# Geocaching



## icowden (20 Sep 2021)

Anyone do Geocaches while they are out and about?
I was in Wemouth this weekend (roadie for my Brother in Law who did his first half iron man.) and there is a great bike related one on the sea front (In Plain Sight).

For those who have no idea of what I speak, it's sort of treasure hunting with a GPS.


----------



## Big John (20 Sep 2021)

Did some the other weekend with our 10 year old granddaughter. I'd never heard of it until my daughter told me about it. It was great fun and it gets the kids out into the fresh air even though they ARE using their phones 👍


----------



## AlanW (20 Sep 2021)

I did it a few years ago, great fun and some truly epic finds. Don't know why we stopped to be honest? Good excuse to go to new places and explore the countryside. We used my old Garmin Oregon 450 and to be fair it worked really well 

On the flip side its dam frustrating when you cannot find the cach


----------



## Archie_tect (20 Sep 2021)

What sort of things do people hide for others to find?


----------



## icowden (20 Sep 2021)

Archie_tect said:


> What sort of things do people hide for others to find?


It's usually a container. They can be anything from "nano" sized where it is just a log book, right up to ammo boxes or tupperware. Sometimes its just trinkets and tat. You are supposed to put something in if you take something out. People also buy trackbale items (travel bugs) that then get passed from cache to cache in an attempt to travel the country or the world. Occasionally someone will put stuff in that is actually worth having (usually for really hard to find ones). For me, the fun is in the really creative ways that people find to hide caches and the fact that looking for them is a great way of going somewhere you wouldn't otherwise have gone.

For example my wife and I went to Venice about 4 or 5 years ago and followed a geocache trail that led us around all sorts of interesting areas that as tourists we just wouldn't have wandered into.


----------



## chriswoody (20 Sep 2021)

I've found a few here and there, found it a good way to hoodwink the kids into a long walk! 

On a related note, does anyone know why the hell Garmin don't use geo cache software on their bike GPS units?
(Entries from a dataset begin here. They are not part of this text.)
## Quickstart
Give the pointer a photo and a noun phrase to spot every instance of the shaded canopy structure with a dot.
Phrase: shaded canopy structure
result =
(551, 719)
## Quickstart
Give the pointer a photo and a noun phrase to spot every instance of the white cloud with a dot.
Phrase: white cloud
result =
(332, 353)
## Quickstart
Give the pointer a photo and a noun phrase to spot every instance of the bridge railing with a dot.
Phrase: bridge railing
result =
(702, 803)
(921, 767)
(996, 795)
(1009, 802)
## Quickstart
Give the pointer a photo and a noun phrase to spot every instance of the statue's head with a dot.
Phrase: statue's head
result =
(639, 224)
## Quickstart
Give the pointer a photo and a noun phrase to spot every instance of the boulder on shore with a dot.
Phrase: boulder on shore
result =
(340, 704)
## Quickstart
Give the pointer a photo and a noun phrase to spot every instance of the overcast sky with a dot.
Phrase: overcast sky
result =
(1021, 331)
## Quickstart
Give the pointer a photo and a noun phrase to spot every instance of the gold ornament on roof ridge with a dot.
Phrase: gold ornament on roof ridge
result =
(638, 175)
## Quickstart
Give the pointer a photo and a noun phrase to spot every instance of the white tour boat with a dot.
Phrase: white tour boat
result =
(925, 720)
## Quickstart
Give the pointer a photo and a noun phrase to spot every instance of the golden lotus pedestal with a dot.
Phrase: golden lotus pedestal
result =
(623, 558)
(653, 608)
I'd love to be able to use it for geo caching as well as navigation, but only the walking specific ones have the relevant software. (I know the etrex units will do both, but I prefer the more detailed mapping and routing of the Edge units.)


----------



## matticus (20 Sep 2021)

chriswoody said:


> , but only the walking specific ones have the relevant software. (I know the *etrex *units will do both


You know it makes sense Chris. Join us!


----------



## chriswoody (20 Sep 2021)

matticus said:


> You know it makes sense Chris. Join us!



I have seriously pondered it, there is a lot to recommend them and a lot of people do use them successfully. I really need to actually look at one or test one though, because I have quite finicky demands and from what I've read I'm not sure they meet my needs, but I could be wrong.


----------



## numbnuts (20 Sep 2021)

Yes I've got two of my own caches "Yakdiver", not been out for a while, but must pick it up again


----------



## Saluki (20 Sep 2021)

I used to love it but a friend of ours was obsessed and kind of put me off a bit. Everywhere we went it was caching here and there.


----------